4. Originally Posted by webhound2
I thought there was 7 ways to choose 1 woman, which left four choices to be made out of a pool of 15 persons. So I came up with 7 X 15 X 14 X 13 X 12 = 229320.
Trouble is, many of those supposedly $\displaystyle \binom{15}{4}$ different ways are really the same. So you need to tabulate:

$\displaystyle \begin{tabular}{|c|c|c|c|} \hline no. of W & no. of ways & no. of M & no. of ways \\ \hline 5 &$\binom{7}{5}$& 0 &$\binom{9}{0}$\\ \hline 4 & & 1 & \\ \hline 3 & & 2 & \\ \hline 2 & & 3 & \\ \hline 1 & & 4 & \\ \hline \end{tabular}$

Originally Posted by webhound2
$\displaystyle \frac{n!}{r!(n!-r!)}$
should be

$\displaystyle \frac{n!}{r!(n-r)!}$

5. Hello, webhound2!

There are 7 women and 9 men.
a. How many ways can we choose a 5-member group with at least one woman?

There are: .$\displaystyle \displaystyle _{16}C_5 \:=\:{16\choose5} \:=\:\frac{16!}{5!\,11!} \:=\:4368 \text{ possible groups.}$

There are: .$\displaystyle \displaystyle _9C_5 \:=\:{9\choose5} \:=\:\frac{9!}{5!\,4!} \:=\:126\text{ groups with }no\text{ women (all men).}$

Therefore, there are: .$\displaystyle 4368 - 126 \:=\:4242\text{ groups with at least one woman.}$

b. How many ways can we choose a 5-member group
with at least one woman and one man?

There are: .$\displaystyle 126\text{ groups which are all men.}$

There are: .$\displaystyle \displaystyle _7C_5 \:=\:\frac{7!}{5!\,2!} \:=\:21\text{ groups whch are all women.}$

Hence, there are: .$\displaystyle 126 + 21 \,=\,147\text{ single-gender groups.}$

Therefore, there are: .$\displaystyle 4368 - 147 \:=\:4221\text{ coed groups.}$

6. @Soroban - since the wording is "how many different ways are there to select a group of 5" imply that order matters here and we are looking for permutations and not combinations. My understanding is that if it had said "how many different groups can be chosen, then you approach would be the way to go.

Still, that's cool way to find it that I hadn't considered before.

@tom - I don't know how to tabulate. It isn't something we've covered.

7. That reminds me of the first time I was asked to 'tabulate' and it really scared me! It only means draw up a table!

Soroban kind of made a table, too, but he noticed that you only need two rows (one for no restriction and one for men only - to be subtracted. Which is much simpler and better). So he didn't bother with borders and stuff.

I very much doubt that you're interpretation is right - it would have been specified that the members should be caring where they sat (say).
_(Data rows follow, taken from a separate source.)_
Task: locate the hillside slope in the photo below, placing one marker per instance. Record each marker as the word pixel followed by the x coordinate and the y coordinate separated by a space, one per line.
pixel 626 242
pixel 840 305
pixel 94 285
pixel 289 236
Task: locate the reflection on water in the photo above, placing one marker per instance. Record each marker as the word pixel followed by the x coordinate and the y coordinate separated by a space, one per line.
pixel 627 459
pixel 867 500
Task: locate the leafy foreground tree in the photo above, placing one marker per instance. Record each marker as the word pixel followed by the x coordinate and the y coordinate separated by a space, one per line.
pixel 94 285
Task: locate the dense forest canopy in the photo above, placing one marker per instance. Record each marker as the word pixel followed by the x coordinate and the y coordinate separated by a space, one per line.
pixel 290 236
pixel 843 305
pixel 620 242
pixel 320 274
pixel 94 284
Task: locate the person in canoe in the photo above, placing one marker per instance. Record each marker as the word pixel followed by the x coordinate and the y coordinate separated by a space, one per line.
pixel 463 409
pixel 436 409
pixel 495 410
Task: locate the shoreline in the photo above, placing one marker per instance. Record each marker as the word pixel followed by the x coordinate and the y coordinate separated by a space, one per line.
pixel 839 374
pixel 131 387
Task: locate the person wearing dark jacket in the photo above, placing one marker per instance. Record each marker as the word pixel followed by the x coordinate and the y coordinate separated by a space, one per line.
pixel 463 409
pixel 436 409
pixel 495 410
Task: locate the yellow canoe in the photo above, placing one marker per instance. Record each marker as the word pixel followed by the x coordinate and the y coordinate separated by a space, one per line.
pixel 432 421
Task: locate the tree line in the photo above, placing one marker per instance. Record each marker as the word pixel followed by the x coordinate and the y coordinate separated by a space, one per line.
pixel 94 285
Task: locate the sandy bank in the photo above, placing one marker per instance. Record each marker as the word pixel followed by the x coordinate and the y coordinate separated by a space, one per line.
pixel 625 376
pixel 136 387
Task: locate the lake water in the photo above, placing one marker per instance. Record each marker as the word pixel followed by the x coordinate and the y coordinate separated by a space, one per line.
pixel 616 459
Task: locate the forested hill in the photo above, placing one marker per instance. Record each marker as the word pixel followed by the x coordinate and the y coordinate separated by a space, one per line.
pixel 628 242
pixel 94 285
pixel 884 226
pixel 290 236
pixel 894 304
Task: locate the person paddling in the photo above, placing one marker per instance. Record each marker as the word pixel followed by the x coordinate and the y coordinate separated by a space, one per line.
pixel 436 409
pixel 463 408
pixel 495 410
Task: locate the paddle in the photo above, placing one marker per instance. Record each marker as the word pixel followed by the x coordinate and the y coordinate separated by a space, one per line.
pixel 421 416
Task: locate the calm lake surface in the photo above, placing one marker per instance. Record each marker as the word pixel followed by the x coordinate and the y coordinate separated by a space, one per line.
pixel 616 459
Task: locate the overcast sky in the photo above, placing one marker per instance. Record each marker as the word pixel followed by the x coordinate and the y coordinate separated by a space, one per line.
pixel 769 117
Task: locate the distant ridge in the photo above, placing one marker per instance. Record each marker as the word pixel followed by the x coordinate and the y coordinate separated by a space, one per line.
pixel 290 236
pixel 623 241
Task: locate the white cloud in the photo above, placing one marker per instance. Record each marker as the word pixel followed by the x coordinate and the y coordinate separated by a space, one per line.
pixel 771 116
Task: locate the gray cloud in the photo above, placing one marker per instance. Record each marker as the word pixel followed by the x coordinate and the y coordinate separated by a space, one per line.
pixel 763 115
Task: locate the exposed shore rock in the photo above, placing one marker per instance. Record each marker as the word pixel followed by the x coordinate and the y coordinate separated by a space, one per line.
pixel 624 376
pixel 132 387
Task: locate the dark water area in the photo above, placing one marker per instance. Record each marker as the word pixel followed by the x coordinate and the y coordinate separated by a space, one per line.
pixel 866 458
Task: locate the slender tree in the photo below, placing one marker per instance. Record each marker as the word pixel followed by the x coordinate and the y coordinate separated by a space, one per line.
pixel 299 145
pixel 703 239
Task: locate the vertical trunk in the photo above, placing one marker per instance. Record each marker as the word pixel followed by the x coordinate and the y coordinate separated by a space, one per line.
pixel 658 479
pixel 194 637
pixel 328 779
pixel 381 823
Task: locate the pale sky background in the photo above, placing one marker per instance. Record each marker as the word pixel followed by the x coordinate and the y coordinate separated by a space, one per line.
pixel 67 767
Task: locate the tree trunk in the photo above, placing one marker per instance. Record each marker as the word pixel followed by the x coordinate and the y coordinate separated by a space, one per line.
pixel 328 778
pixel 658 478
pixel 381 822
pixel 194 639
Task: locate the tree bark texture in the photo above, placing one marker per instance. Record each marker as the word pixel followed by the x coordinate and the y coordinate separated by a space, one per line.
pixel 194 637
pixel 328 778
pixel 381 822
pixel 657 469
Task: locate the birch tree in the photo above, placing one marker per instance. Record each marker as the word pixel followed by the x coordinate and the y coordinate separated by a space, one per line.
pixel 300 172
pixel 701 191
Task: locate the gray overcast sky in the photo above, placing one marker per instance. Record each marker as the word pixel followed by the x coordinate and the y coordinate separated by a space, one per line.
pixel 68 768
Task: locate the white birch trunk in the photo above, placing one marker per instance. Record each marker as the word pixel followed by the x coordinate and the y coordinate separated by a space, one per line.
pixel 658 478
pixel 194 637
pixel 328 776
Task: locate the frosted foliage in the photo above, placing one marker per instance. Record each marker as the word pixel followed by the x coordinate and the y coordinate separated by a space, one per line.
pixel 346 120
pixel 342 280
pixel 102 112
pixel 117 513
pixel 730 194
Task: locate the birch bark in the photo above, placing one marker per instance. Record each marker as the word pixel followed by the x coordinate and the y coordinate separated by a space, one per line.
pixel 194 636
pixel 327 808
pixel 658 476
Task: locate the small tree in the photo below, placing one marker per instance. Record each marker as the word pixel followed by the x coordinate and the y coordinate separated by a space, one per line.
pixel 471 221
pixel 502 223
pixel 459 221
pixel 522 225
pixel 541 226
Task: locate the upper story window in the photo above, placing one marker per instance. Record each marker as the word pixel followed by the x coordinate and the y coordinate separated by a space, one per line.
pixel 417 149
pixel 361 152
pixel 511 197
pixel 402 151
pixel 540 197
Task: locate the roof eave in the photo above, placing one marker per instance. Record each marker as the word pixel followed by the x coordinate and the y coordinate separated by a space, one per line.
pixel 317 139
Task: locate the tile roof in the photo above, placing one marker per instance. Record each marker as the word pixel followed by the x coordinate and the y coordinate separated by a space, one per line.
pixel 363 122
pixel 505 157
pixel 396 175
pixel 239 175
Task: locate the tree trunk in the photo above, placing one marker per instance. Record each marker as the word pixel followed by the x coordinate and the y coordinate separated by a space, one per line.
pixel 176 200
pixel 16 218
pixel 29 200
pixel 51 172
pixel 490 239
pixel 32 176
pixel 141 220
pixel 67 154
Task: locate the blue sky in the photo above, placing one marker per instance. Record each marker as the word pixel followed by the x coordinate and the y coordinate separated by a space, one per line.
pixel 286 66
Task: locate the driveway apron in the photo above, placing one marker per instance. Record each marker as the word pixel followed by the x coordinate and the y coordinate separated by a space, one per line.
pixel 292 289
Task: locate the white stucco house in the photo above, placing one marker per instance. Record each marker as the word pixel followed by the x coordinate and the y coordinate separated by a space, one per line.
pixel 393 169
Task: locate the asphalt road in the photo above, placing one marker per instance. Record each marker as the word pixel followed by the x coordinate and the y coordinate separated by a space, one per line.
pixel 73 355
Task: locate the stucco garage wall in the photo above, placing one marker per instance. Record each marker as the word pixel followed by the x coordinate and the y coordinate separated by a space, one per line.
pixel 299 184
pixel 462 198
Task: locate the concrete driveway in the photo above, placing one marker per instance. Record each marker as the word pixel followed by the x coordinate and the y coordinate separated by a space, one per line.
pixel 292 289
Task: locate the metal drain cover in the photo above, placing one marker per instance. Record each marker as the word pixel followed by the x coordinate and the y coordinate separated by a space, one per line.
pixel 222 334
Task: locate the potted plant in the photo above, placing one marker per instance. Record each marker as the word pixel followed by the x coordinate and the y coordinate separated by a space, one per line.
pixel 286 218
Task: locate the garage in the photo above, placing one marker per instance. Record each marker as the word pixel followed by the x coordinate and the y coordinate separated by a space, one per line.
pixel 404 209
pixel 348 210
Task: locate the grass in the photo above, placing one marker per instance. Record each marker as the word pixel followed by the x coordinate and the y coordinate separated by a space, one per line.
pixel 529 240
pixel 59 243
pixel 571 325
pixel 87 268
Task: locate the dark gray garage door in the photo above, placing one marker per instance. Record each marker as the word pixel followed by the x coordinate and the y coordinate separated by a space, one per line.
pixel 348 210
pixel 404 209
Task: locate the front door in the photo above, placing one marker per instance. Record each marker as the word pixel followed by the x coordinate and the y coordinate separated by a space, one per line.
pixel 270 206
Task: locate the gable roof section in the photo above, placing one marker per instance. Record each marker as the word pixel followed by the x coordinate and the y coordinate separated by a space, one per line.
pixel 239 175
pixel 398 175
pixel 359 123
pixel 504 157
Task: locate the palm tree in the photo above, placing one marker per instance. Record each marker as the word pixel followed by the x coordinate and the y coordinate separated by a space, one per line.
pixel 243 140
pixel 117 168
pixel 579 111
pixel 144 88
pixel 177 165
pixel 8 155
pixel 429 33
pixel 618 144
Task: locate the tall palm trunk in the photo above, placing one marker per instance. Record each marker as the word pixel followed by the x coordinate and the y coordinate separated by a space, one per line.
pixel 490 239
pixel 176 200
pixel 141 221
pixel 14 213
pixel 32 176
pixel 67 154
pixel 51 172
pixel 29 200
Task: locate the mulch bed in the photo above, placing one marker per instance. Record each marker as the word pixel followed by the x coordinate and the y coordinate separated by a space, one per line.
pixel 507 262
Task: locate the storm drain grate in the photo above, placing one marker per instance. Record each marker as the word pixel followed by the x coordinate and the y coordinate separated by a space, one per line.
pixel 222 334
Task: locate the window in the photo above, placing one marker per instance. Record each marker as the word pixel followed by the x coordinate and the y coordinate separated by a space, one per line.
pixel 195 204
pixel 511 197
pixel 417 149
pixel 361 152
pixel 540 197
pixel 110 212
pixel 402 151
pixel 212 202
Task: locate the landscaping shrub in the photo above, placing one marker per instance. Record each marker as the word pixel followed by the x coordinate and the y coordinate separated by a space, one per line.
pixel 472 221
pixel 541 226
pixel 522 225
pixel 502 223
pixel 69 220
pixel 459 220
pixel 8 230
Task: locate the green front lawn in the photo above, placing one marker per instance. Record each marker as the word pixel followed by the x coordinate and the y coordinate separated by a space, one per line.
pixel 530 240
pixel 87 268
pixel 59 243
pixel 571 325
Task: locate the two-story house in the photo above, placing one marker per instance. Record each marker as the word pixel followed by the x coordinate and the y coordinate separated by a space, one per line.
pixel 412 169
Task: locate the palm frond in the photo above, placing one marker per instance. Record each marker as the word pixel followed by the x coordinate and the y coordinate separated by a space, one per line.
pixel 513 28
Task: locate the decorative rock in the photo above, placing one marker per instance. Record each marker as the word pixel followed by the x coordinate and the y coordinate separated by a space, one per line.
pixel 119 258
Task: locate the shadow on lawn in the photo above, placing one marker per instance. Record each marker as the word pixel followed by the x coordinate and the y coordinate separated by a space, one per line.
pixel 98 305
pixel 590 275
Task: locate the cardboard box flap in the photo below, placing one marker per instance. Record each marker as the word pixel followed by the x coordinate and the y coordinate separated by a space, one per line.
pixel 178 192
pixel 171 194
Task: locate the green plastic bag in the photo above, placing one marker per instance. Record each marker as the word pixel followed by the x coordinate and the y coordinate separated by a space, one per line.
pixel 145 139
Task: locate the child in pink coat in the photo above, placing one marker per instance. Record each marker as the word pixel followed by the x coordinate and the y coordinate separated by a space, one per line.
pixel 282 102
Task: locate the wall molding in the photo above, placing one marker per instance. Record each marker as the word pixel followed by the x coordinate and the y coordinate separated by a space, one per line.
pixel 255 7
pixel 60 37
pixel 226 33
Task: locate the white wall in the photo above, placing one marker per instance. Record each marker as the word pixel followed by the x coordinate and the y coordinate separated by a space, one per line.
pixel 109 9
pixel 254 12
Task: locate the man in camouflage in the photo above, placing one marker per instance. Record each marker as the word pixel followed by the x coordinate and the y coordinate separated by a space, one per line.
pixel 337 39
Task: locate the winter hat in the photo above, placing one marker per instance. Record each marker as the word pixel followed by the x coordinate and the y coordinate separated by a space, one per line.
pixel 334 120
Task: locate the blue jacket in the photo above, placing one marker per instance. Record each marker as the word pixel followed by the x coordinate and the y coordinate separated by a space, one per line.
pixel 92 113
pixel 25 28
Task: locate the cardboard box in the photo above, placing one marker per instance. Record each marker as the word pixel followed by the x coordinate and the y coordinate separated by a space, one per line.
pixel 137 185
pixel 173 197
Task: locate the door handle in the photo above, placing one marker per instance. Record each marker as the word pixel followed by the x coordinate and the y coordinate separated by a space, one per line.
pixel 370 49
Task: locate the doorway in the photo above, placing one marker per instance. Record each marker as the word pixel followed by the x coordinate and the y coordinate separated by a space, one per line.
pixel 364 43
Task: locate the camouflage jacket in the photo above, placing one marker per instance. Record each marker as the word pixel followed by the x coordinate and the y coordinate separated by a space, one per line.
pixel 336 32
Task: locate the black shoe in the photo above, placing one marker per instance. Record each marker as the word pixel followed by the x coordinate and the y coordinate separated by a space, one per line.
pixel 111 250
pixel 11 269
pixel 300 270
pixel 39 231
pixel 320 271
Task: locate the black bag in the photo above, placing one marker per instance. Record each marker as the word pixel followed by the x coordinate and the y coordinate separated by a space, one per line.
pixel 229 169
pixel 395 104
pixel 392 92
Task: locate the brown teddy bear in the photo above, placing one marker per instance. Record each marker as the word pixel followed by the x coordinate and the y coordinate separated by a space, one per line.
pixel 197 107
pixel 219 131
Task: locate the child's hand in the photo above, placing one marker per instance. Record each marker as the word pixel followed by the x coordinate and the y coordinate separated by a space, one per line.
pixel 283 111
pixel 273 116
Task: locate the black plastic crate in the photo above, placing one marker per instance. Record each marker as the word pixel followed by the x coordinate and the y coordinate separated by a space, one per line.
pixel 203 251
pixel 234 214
8. That's a good point, I think I understand. If they were looking for permutations, would my approach work?

And thank you both, for you help.

9. Originally Posted by webhound2
That's a good point, I think I understand. If they were looking for permutations, would my approach work?
No, you'd still want to follow Soroban's method but of course use

$\displaystyle \frac{n!}{(n-r)!}$

instead of

$\displaystyle \frac{n!}{r!(n-r)!}$

Edit: to see the problem with your method, think it through...

You choose any one of the seven women, as you say. Then there are however many ways of choosing the rest from the remaining 15 people. Fine. But then you choose a different woman to be the first to be chosen in your next (of seven) similar rounds of choosing. But in this round you're going to end up choosing many groups that were already counted in the first round. (And if you care about seating you'll end up counting already-counted seating plans.)

10. Originally Posted by webhound2
@Soroban - since the wording is "how many different ways are there to select a group of 5" imply that order matters here and we are looking for permutations and not combinations.
That is simply not true. That is standard mathematical wording. Ask any author of mathematics text material on counting

There a general guide for writing mathematics contest questions. At least in the North America that is followed by most publishers and editors. I have reviewed too many textbooks for publishers not to know that.

If the author of the question means for permutations to be used the the question should have read "How many ways can a line (queue) of five be formed from seven people".

I am not saying that your author did not mean for you to use permutations.
What I am saying is that Soroban answered your question in the same way that anyone who has been active in this area would have.